„Umwelt & Aktiv“ klagt gegen das Bayerische Staatsministerium des Inneren

Die bundesweit erscheinende Zeitschrift für Tierschutz, Umweltschutz und Heimatschutz „Umwelt & Aktiv“ reicht Klage gegen das Bayerische Staatsministerium des Inneren ein.

In dem Verfassungsschutzbericht Bayern 2012 hat das Bayerische Landesamt für Verfassungsschutz die ökologische Zeitschrift „Umwelt & Aktiv“ unter der Rubrik „Sonstige rechtsextremistische Organisationen“ aufgeführt.

Wörtlich hieß es in dem Text „Die (…) Publikation „Umwelt & Aktiv“ verbindet ökologische Themen mit typischen rechtsextremistischen Argumentationsmustern wie Rassismus, Fremdenfeindlichkeit, Diffamierung des politischen Systems oder der Forderung nach einer Volksgemeinschaft.“

Gegen diese Unterstellung wehrt sich der Verein Midgard e.

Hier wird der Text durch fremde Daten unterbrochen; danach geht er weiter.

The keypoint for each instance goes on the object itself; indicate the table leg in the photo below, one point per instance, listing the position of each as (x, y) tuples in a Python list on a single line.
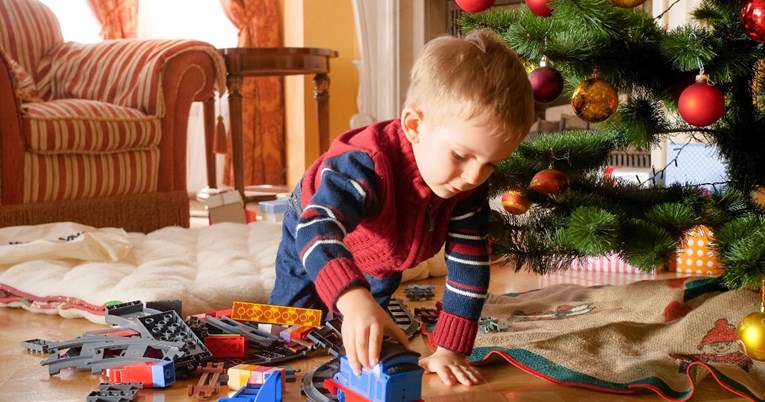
[(234, 84), (321, 96), (209, 121)]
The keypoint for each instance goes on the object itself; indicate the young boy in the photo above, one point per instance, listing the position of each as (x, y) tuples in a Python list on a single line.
[(386, 197)]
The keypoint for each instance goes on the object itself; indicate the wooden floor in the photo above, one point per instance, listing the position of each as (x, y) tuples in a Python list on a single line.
[(23, 379)]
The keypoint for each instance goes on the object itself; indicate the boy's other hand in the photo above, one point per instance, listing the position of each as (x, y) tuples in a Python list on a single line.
[(364, 324), (451, 367)]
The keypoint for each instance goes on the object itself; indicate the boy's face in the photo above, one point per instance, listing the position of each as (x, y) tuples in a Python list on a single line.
[(455, 155)]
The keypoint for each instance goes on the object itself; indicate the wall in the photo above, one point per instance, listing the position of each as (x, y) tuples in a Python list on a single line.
[(324, 24)]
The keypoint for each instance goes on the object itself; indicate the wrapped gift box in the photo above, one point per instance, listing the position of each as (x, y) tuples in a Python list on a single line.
[(696, 254)]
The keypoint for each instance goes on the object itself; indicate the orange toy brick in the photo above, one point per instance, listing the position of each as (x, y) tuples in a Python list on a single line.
[(276, 314)]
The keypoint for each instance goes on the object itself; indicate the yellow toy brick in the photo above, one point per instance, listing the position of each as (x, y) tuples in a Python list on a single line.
[(276, 314), (242, 374), (239, 375)]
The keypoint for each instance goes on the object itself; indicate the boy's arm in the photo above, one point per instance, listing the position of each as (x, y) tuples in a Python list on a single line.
[(467, 280), (344, 195)]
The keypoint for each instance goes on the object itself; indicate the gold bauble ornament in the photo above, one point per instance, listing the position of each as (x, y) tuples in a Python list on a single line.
[(626, 3), (750, 332), (750, 335), (594, 100)]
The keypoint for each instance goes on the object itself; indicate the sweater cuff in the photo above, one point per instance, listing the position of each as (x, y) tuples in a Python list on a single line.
[(455, 333), (337, 276)]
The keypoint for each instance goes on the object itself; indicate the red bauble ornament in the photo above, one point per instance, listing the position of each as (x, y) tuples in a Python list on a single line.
[(475, 6), (702, 103), (539, 7), (550, 181), (753, 18), (547, 84), (514, 202)]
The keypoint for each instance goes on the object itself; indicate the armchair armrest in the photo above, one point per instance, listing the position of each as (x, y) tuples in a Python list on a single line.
[(128, 73), (11, 142)]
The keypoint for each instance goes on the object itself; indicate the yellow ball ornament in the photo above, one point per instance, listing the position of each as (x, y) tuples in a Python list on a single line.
[(594, 100), (750, 336)]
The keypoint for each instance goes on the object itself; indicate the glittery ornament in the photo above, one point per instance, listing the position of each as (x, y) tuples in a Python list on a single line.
[(594, 100), (514, 202)]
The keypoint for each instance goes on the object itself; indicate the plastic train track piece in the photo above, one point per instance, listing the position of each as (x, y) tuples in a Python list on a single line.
[(209, 381), (115, 392), (257, 337), (272, 314), (403, 317), (313, 382)]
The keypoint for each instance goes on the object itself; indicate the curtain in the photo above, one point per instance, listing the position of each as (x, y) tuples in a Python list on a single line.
[(257, 22), (118, 18)]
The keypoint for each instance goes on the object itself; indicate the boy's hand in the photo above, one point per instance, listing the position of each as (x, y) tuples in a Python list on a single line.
[(364, 324), (451, 367)]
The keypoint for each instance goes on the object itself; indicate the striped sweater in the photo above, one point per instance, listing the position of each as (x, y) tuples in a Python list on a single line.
[(367, 209)]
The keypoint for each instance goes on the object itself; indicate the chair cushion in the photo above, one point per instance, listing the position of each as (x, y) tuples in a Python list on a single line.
[(85, 126), (25, 85)]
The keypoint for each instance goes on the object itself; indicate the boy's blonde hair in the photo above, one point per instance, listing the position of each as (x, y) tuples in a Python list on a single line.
[(477, 76)]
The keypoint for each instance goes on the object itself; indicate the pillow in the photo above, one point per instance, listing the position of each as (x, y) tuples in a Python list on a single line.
[(26, 89)]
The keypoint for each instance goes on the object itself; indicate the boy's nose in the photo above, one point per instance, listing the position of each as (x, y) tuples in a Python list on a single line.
[(471, 174)]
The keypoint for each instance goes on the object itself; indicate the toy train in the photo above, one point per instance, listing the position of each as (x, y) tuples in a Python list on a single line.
[(396, 378)]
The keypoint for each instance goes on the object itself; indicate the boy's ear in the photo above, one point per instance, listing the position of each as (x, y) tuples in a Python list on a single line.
[(410, 123)]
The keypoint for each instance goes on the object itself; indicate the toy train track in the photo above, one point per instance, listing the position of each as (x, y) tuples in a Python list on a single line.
[(313, 382)]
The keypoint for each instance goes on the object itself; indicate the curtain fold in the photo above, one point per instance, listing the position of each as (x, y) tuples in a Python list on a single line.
[(118, 18), (257, 22)]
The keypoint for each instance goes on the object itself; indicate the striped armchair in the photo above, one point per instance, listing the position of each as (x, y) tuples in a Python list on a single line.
[(95, 133)]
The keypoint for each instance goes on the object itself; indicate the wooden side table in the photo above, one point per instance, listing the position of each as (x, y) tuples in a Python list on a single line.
[(266, 62)]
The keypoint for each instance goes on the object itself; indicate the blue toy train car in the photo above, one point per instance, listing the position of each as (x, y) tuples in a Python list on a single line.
[(396, 378)]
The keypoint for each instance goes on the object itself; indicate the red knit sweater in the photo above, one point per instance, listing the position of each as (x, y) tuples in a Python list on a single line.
[(367, 209)]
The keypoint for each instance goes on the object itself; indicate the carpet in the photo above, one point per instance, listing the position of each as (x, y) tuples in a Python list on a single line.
[(657, 335), (75, 271)]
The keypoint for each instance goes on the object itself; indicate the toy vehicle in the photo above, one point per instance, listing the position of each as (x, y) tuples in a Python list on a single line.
[(396, 378)]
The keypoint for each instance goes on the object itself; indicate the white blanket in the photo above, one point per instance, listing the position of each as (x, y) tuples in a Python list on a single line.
[(207, 268)]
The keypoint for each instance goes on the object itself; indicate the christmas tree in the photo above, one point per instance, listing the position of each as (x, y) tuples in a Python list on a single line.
[(637, 84)]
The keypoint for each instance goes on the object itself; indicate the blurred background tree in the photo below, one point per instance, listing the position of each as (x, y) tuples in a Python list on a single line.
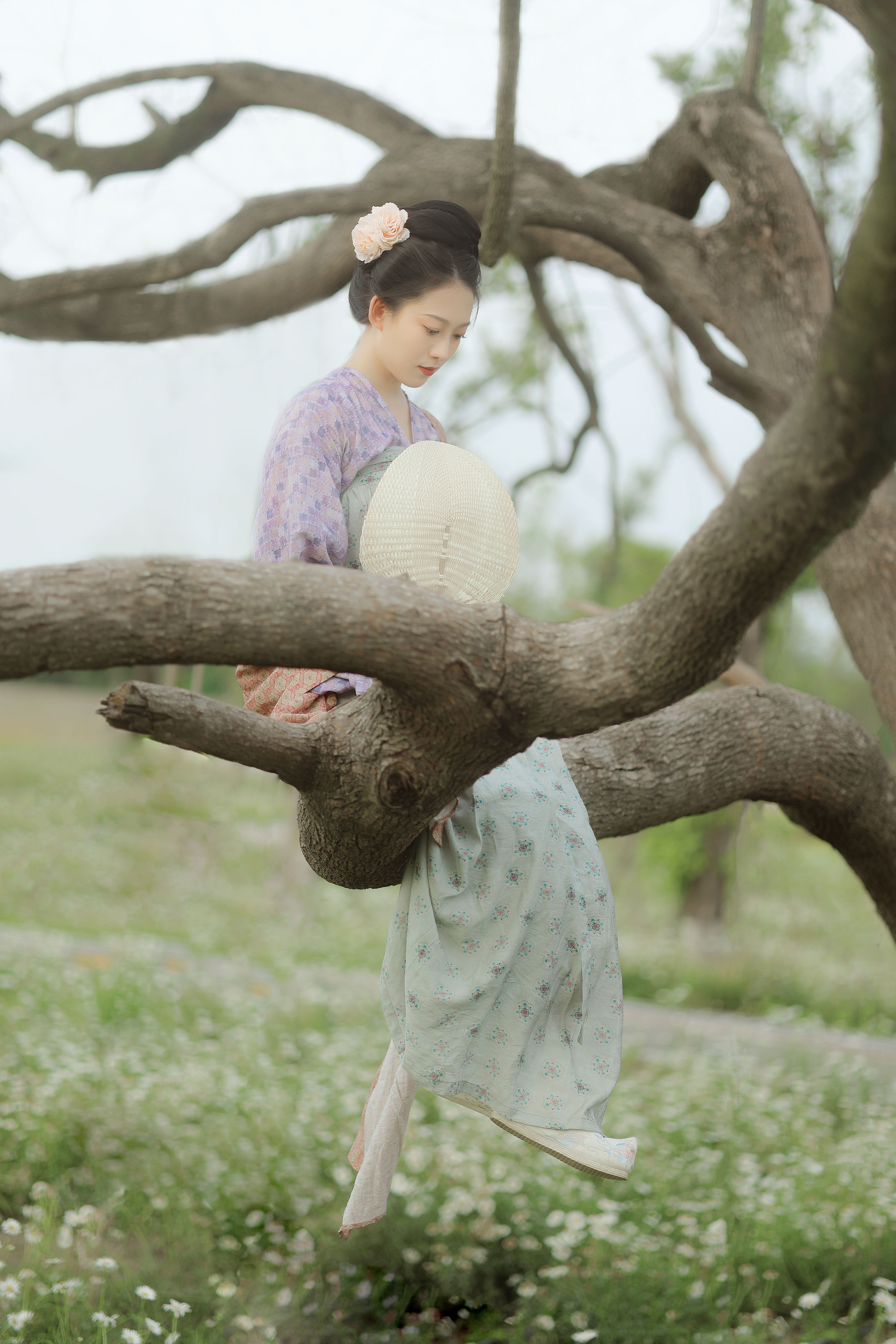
[(553, 334)]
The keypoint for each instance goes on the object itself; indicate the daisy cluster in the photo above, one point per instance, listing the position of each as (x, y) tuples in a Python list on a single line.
[(219, 1120)]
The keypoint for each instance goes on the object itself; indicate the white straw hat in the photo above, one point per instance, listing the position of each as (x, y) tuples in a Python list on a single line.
[(442, 518)]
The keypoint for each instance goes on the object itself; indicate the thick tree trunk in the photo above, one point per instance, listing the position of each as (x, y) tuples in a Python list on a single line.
[(718, 748)]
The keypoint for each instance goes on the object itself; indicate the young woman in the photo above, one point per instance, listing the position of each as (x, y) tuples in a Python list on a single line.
[(501, 980)]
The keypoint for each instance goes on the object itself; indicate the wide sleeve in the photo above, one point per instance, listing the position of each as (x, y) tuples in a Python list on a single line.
[(300, 515)]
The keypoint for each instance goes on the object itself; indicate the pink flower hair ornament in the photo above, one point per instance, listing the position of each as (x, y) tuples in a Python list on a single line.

V. als Herausgeber des Magazins mit der Einreichung einer Klage auf Streichung der entsprechenden Passagen im Bericht, Unterlassung dieser Falschbehauptung und Beendigung der geheimdienstlichen Beobachtung. Die Klage wurde am 07. März 2014 durch den beauftragten Rechtsanwalt Andreas Wölfel aus Wunsiedel beim Verwaltungsgericht München eingereicht.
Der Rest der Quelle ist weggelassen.